2. Move C sources for the _sre module into a separate directory.
3. Extract the code for generating definitions of C constants from definitions of Python constants into a separate script and add it in the Tools/scripts directory (there are precedences: generate_token.py, etc).
msg416294 - (view) Author: Dominic Davis-Foster (dom1310df) Date: 2022-03-29 21:08
Could the sre_parse and sre_constants modules be kept with public names (i.e. without the leading underscore) but within the re namespace? I use them to tokenize and then syntax highlight regular expressions.

I did a quick search and found a few other users of the modules:

* pydoctor uses them for regex syntax highlighting[1], although it has its own copy of the sre_parse source rather than importing from stdlib.
* lark uses sre_parse to find minimum and maximum length of matching strings[2]
* sre_yield uses them to determine all strings that will match a regex[3]

The whole modules don't necessarily need exposing, but certainly sre_parse.parse, sre_parse.parse_template, and the opcodes from sre_constants would be the most useful.


[1] https://github.com/twisted/pydoctor/blob/c86273dffade5455890570142c8b7b068f5dffd1/pydoctor/epydoc/markup/_pyval_repr.py#L776
[2] https://github.com/lark-parser/lark/blob/85ea92ebf4e983e9997f9953a9c1463bb3d1c6cc/lark/utils.py#L120
[3] https://github.com/google/sre_yield/blob/3af063a0054c4646608b43b941fbfcbe4e01214a/sre_yield/__init__.py
msg416320 - (view) Author: Ma Lin (malin) * Date: 2022-03-30 03:26
Please don't merge too close to the 3.11 beta1 release date, I'll submit PRs after this merged.
msg416328 - (view) Author: Serhiy Storchaka (serhiy.storchaka) * (Python committer) Date: 2022-03-30 07:23
It turns out that pip uses sre_constants in its copy of pyparsing. The problem is already fixed in the upstream of pyparsing and soon should be fixed in pip. We still need to keep sre_constants and maybe other sre_* modules, but deprecate them.

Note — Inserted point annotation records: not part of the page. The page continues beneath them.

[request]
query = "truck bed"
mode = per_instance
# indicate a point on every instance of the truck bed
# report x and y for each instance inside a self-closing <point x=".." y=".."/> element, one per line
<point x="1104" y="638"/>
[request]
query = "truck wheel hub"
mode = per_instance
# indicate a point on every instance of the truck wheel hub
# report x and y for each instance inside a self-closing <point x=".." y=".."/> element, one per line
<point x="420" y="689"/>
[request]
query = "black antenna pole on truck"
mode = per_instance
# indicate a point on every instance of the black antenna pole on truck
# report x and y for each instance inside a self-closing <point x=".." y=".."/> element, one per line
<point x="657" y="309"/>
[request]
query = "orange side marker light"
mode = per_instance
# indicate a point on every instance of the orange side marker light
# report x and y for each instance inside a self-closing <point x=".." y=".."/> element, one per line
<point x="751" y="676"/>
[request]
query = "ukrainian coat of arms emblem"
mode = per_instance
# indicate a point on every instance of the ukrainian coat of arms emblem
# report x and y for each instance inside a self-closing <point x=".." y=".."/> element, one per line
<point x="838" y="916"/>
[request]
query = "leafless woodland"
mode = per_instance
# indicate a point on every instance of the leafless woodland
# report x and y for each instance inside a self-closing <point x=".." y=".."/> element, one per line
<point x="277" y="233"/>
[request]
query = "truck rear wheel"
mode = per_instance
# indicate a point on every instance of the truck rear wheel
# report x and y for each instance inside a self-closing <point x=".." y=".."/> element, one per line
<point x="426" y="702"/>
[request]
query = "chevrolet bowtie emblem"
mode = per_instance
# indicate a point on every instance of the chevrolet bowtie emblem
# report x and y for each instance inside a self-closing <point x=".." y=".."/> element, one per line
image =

> Could the sre_parse and sre_constants modules be kept with public names (i.e. without the leading underscore) but within the re namespace?

It is a good idea which will allow to minimize breakage in short term. You can write "from re import sre_parse", and it would work in old and new versions because sre_parse and sre_compile were imported in the re module. This trick does not work with sre_constants, you still need try/except.

But the code that depends on these modules is fragile and can be broken by other ways.

> Please don't merge too close to the 3.11 beta1 release date, I'll submit PRs after this merged.

I am going to implement step 2 only after merging your changes for issue23689.
msg416471 - (view) Author: STINNER Victor (vstinner) * (Python committer) Date: 2022-04-01 08:17
sre_constants, sre_compile and sre_parse are not tested and are not documented. I don't consider them as public API currently.

If someone has good reason to use them, IMO we must clearly define which exact API is needed, properly document and test it.

If we expose something, I don't think that the API would be exposed as re.sre_xxx.xxx, but as re.xxx. 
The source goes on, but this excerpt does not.